Wohnung 4. Stock, alter Plattenbau; warmes Wasser, oft auch so heißes, daß es weh tut, kommt frühmorgens für einige Stunden beim Aufdrehen des kalten Wassers; Hausmeister sagt: Ventil kaputt in Heizungsanlage (Keller), und behauptet, das sei keine Energieverschwendung und den Mietern entstünden dadurch auch keine höheren Kosten ("…ist Sache der Heizungsfirma…").

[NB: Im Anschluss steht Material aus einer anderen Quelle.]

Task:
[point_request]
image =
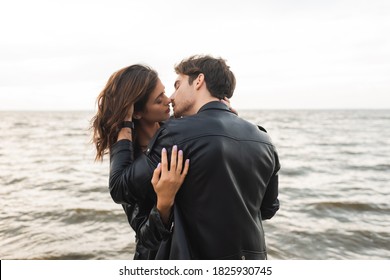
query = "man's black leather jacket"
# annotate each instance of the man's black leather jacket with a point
(231, 186)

Ich bin ertaubt und erst vor kurzem hier eingezogen und habe deshalb Schwierigkeiten, der Sache im Gespräch auf den Grund zu gehen.
- wie kann nicht gewolltes heißes Wasser OHNE Energieverschwendung produziert werden? (kommt mir unmöglich vor)

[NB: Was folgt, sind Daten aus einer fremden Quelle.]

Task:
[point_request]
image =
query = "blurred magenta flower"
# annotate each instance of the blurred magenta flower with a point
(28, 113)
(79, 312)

- wenn meine Vorstellung stimmt, daß durch das kaputte Ventil heißes Wasser in den Kaltwasserbehälter fließt oder aber für den Heißwasserbehälter bestimmte Heizleistung an den Kaltwasserbehälter abgegeben wird ((gibts da überhaupt Behälter?)), entstehen dadurch (erheblich!?) höhere Kosten für die Produktion des heißen Wassers, wie sollte es sein, daß die NICHT von den Mietern zu zahlen sind?
- kann ich dem Vermieter a) eine Frist von einem Monat für die Reparatur setzen und b) die Zahlung von anteiligen Heizkosten bei der nächsten Betriebskostenabrechnung verweigern, falls die Reparatur nicht zeitnah erfolgt?
Liebe Grüße
Hallo Inka (Meine Begrüßung)
Dein Posting berührt auch Rechtsberatung, ich werde mich mal auf die technischen Aspekte beschränken.
Wohnung 4. Stock, alter Plattenbau; warmes Wasser, oft auch so
heißes, daß es weh tut, kommt frühmorgens für einige Stunden
beim Aufdrehen des kalten Wassers; Hausmeister sagt: Ventil
Es ist ein absolutes Unding, wenn sowas passiert, grundsätzlich muss das abgestellt werden, schon weil die Funktion gefährlich gestört ist.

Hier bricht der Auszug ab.